Il Sommelier Magazine L’analisi organolettica del colore nei vini

Quando definiamo una tonalità cosa descriviamo in particolare? I nostri recettori ci inviano un segnale che codifichiamo e confrontiamo con i segnali riconosciuti nel passato che costituiscono la nostra memoria visiva. In particolare, traduciamo un colore adottando un linguaggio codificato che restituisce l’intervallo specifico della lunghezza d’onda riflessa dal liquido vino. I colori in un vino sono spesso la somma di diverse sfumature e tonalità, mescolanze di percentuali diverse di toni. Le somme, in percentuali diverse delle tonalità, vanno scomposte per riuscire ad intuire gli stadi di evoluzione di un vino in particolare. Nota è la tecnica di scaricare il colore inclinando il bicchiere conosciuto come “unghia del vino”, per far emergere un riflesso difficilmente riscontrabile nella massa complessiva del liquido.

In particolare, maggiore sarà la presenza di tinte fredde (verde-vini bianchi, blu-vini rossi), mescolate alla tinta dominante nel nostro vino, maggiore sarà il grado di giovinezza del vino e la sua “tenuta” ai gradi di ossidazione. Inoltre, la presenza di toni freddi indica la precocità delle raccolte e la rigidità del clima, con accentuati indici di luminosità. La stabilità ai gradi di ossidazione e, quindi, il perdurare delle tinte fredde, rileva anche l’uso dei contenitori di affinamento.
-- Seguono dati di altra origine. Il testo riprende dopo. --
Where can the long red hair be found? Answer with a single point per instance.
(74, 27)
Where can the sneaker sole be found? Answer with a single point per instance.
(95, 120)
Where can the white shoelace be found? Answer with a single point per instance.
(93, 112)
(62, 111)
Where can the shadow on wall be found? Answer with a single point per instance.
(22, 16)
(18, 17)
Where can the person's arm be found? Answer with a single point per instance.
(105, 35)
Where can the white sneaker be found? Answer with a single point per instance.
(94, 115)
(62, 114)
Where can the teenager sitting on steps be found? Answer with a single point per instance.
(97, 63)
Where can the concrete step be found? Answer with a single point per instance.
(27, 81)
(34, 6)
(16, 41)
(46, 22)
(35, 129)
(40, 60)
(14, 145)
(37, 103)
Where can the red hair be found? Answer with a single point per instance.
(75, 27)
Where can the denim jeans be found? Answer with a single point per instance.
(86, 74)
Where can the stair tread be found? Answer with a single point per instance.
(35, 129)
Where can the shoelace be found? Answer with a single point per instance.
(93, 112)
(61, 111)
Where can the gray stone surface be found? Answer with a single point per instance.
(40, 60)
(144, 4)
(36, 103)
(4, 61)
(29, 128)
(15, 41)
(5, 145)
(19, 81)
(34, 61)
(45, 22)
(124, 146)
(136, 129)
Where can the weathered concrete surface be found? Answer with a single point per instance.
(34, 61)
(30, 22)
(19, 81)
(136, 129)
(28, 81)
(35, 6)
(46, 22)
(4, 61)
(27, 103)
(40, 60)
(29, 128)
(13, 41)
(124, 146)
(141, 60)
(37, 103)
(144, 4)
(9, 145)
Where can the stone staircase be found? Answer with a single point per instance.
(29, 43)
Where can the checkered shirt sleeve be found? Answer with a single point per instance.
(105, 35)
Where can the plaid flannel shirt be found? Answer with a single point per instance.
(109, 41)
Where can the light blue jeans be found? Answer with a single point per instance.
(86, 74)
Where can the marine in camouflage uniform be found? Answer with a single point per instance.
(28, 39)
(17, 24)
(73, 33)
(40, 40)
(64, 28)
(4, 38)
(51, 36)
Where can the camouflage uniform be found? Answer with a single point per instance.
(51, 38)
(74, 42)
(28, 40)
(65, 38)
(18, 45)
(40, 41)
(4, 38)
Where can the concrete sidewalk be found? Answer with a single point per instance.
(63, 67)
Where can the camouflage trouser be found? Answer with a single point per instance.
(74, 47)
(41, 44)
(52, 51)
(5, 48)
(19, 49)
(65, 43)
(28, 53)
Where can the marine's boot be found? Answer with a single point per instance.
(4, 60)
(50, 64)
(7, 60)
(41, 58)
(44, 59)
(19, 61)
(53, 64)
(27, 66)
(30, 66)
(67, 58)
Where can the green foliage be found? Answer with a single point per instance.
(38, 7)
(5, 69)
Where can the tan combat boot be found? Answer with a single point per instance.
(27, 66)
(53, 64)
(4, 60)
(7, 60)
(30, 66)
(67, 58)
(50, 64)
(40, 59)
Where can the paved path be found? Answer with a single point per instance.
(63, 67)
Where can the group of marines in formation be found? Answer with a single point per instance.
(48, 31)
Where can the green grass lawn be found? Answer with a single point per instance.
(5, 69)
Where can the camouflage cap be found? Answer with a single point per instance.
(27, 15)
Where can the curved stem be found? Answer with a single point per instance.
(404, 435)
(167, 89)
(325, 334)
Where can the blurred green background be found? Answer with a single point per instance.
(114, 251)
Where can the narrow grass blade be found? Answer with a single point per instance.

Al contrario, maggiore sarà la presenza di tinte calde (arancio-vini bianchi e giallo – vini rossi) mescolate alle tinte dominanti presenti nel nostro vino, maggiore sarà il tempo trascorso dalla raccolta. Le variabili sulla tenuta ai gradi di ossidazione sono molteplici: in particolare si possono capire le pratiche di estrazione, i tempi di durata delle macerazioni, le sanità delle uve. Ad esse si unisce anche la tipicità del vitigno impiegato, ed il suo grado naturale di presenza di antociani.

In conclusione, la valutazione corretta del colore del vino è il frutto della sommatoria tra tecnica di analisi e conoscenza pregressa. Maggiore sarà la nostra conoscenza più profonda sarà la nostra analisi.